San Jose Clash v. D.C. United
- Event: 1996 Major League Soccer season
| San Jose Clash | D.C. United |
| 1 | 0 |
- Date: April 6, 1996
- Venue: Spartan Stadium, San Jose, California
- Referee: Esse Baharmast
- Attendance: 31,683
- Weather: 85 °F (29 °C)

= San Jose Clash v D.C. United (April 1996) =

On April 6, 1996, the San Jose Clash and D.C. United contested a Major League Soccer regular season match to open the 1996 Major League Soccer season. The match was the first played in the league's history. The Clash hosted United at Spartan Stadium, located on the campus of San Jose State University, to a crowd of 31,683. A late 88th-minute goal by Eric Wynalda gave the Clash their first ever victory in franchise history. (Note: This excludes the 1974–1988 edition of the San Jose Earthquakes)

== Match ==

===Summary===

The match was attended by a sellout crowd of 31,683, including FIFA president João Havelange and Univision commentator Andrés Cantor.

===Details===
April 4, 1996
San Jose Clash 1-0 D.C. United
  San Jose Clash: Wynalda 88'

| Assistant referees:
USA Levon Baladjanian
USA Reggie Rutty
Fourth official:
USA Joe Pimentel |

Man-of-the Match:
Eric Wynalda (San Jose Clash)

== Aftermath ==
The loss prompted a four-match losing skid for United, before they finally won their first match on May 1, 1996, against Dallas Burn, but subsequently lost two more matches. However, United was able to overcome the early deficit record of 2–7 and finished the season 16–16, qualifying United for the MLS Cup Playoffs. United would eventually end up winning MLS Cup '96 against LA Galaxy, a team that eventually became a bitter rival of the Clash, and the team that actually eliminated San Jose from the playoffs. The MLS Cup victory sparked a remarkable dynasty run from United, who would reach every single MLS Cup final until 2000, winning three in the late 1990s. Further, United won the U.S. Open Cup that season completing the double. To date, United have earned 13 major titles, the most in MLS, and the second most of any American soccer club.

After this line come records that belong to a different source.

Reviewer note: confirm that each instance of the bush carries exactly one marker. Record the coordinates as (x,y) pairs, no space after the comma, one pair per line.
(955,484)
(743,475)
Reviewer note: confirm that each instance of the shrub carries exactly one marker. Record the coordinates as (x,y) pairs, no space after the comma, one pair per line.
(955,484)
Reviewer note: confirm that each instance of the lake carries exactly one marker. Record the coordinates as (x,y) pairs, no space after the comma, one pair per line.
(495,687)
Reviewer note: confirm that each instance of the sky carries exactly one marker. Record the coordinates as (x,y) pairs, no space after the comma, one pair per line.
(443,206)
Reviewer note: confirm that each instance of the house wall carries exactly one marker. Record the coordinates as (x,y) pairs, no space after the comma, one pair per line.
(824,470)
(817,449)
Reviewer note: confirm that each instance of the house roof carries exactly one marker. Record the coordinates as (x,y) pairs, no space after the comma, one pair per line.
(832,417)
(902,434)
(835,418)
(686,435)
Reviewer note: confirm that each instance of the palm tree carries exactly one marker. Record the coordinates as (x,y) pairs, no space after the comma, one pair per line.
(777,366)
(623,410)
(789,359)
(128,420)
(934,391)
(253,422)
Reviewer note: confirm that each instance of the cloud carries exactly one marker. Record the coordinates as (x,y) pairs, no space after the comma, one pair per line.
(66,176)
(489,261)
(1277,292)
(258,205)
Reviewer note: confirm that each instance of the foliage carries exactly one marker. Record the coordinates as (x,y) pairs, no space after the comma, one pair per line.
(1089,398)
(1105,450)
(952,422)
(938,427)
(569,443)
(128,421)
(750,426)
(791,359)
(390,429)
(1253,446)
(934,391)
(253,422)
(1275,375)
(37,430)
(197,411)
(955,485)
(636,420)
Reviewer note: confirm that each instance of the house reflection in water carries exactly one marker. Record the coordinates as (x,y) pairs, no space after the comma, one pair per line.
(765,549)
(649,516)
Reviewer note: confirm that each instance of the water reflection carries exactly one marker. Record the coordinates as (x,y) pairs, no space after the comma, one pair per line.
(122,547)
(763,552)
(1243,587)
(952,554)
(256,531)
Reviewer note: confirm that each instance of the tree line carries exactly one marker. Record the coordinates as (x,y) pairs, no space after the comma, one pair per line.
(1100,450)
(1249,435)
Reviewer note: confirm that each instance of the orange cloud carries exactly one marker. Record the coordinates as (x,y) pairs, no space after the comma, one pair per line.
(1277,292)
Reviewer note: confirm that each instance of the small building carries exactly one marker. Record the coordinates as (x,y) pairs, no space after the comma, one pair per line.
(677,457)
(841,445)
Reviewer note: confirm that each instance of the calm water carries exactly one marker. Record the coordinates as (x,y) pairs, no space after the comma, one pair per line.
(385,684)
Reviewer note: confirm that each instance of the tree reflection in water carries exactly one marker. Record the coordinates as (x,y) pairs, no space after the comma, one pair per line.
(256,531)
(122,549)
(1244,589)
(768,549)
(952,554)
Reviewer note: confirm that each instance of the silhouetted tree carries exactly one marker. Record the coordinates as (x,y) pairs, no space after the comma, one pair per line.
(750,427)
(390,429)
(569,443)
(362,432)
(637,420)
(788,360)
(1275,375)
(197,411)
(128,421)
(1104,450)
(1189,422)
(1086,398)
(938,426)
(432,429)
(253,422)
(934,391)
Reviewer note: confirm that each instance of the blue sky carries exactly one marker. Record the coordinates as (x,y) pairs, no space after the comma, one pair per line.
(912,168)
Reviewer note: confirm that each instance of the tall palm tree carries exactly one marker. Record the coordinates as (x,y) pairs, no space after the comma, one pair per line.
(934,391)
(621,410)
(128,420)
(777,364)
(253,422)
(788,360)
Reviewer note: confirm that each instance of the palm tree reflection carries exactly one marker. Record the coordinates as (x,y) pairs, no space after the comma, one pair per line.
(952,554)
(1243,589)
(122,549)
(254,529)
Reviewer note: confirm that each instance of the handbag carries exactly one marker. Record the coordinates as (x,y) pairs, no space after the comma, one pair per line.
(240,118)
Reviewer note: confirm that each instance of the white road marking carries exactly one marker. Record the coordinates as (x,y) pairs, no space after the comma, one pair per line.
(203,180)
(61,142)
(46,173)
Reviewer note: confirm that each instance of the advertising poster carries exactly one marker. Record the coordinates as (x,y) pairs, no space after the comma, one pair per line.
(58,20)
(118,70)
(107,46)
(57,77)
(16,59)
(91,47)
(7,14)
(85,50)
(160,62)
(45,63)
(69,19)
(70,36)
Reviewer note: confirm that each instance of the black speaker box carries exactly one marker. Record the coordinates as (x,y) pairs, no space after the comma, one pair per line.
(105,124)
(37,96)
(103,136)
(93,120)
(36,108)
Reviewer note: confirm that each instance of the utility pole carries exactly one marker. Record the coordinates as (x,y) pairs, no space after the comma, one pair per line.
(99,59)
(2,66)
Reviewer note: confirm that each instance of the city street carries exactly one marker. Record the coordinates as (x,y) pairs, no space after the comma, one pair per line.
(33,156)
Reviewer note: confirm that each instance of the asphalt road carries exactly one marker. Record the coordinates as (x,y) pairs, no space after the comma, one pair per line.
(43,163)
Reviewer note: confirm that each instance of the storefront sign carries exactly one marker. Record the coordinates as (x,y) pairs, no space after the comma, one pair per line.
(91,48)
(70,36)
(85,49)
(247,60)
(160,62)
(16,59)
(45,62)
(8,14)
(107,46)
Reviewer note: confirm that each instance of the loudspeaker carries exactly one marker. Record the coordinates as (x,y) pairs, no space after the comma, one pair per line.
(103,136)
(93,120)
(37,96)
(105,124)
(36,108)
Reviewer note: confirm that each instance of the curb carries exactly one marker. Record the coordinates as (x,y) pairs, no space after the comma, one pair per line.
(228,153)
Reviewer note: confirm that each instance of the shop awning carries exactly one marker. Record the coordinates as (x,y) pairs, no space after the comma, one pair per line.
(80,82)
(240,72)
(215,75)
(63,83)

San Jose lost their next three matches, two in penalty shootouts, before winning another match. The Clash, despite having a sub .500 record of 12–17 earned the last seed in the Western Conference to qualify for the playoffs. The Clash lost a best-of-three series to the Galaxy in the first round of the postseason, losing two games to one. Wynalda would make 56 more league appearances for San Jose, amassing 20 more goals with the club, before having shorter spells with Club León, New England Revolution, Miami Fusion and Chicago Fire before retiring in 2001.

As part of the 20th anniversary of the match, a re-match between the San Jose Earthquakes (the successors to the Clash) and D.C. United was played on April 2, 2016, at Avaya Stadium in San Jose, California; the match ended in a 1–1 draw.

On April 6, 2025, a 30th anniversary match was played.